The problem with his idea is that to create a significant impact, you need a lot of people to buy into an idea. So, while a Connector, a Maven, or a Salesman may be able to influence those around them, those people would have to influence others, and those people, in turn, would have to influence others still. To create something like the Orange Revolution, it takes literally millions of people to join in. So, if the Law of the Few were true, we would expect people with “rare social gifts” not only to be able to persuade those around them, but to create long chains of influence more reliably than a normal person would. That’s a very testable hypothesis, and researchers who have studied it have found it wanting.
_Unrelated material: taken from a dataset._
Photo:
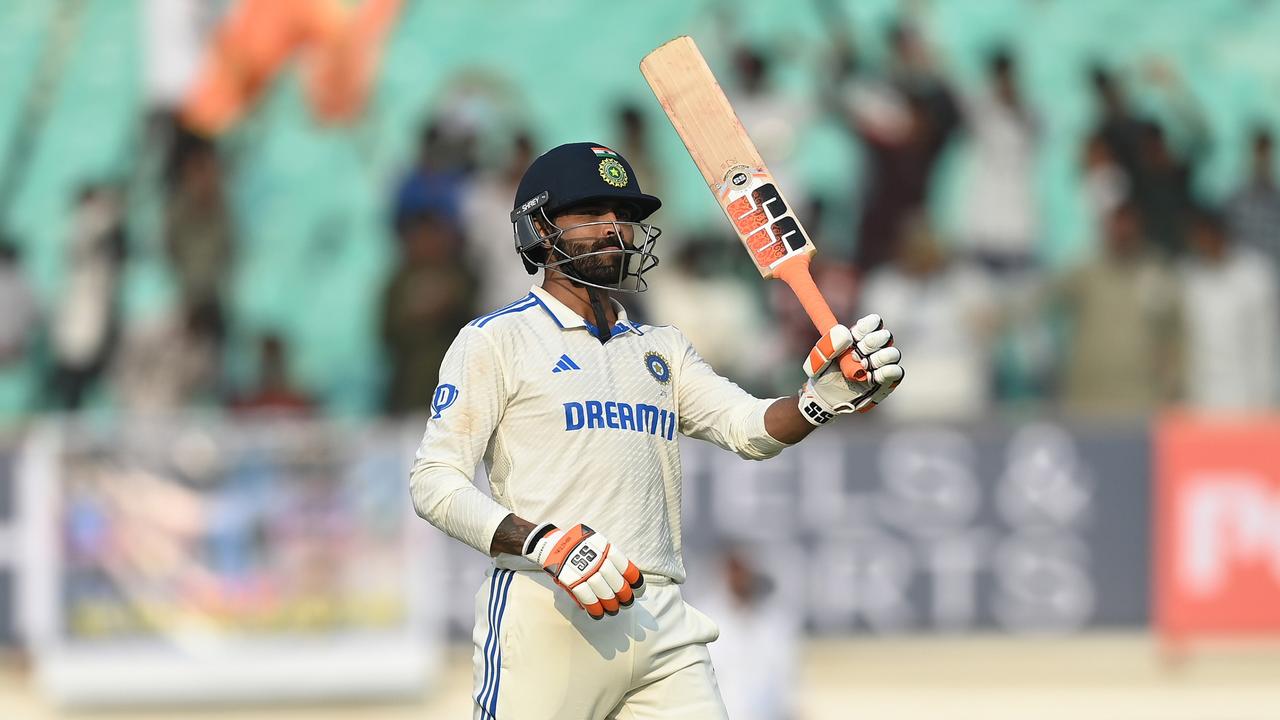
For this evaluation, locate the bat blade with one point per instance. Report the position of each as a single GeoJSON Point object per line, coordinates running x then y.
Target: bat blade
{"type": "Point", "coordinates": [737, 177]}
{"type": "Point", "coordinates": [725, 155]}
One e-mail study that incorporated 60,000 respondents to replicate Milgram’s small-world research found that, while the principle of six degrees of separation held true, messages didn’t need to go through “hubs” (highly connected people) to reach their recipients.6 Another study of 1.6 million Twitter users found that, while highly connected users were slightly more likely to initiate large viral cascades, the difference between them and normal users was so small that it’s probably not economically feasible to waste resources seeking them out.7
So the empirical evidence debunks Gladwell’s Law of the Few. Not only are people with “rare social gifts” not sufficient to initiate a social epidemic, they aren’t even necessary. Just because someone has a lot of connections to other people, specialized knowledge, or ample powers of persuasion doesn’t mean that he or she is more likely to initiate messages that get passed on by long chains of people.
Beyond the scientific evidence, there is a more compelling reason to discount Gladwell’s Law of the Few. Does it stand to reason that Slobodan Milošević in Serbia or Viktor Yanukovych in Ukraine lacked influence or access to influential people? That certainly doesn’t seem right.
On the other side of the ledger, if those who played a part in the Orange Revolution and the Arab Spring had magical powers of influence, why did these powers fail them in the aftermath? The protestors that overthrew Mubarak in Cairo were overrun by the Muslim Brotherhood in the elections that followed the uprising. What happened to their “rare set of social gifts” then? The members of the Pora student movement, which played such a central role in the Orange Revolution, also played little, if any, further part in public affairs in Ukraine. For that matter, the leaders of the Boston tech firms were highly influential within the tech industry until they were steamrolled by the mostly anonymous (at the time), but highly interdependent, Silicon Valley entrepreneurs. Clearly, if we’re going to understand how ideas spread and create change, we’re going to need a different model based on the best available empirical evidence.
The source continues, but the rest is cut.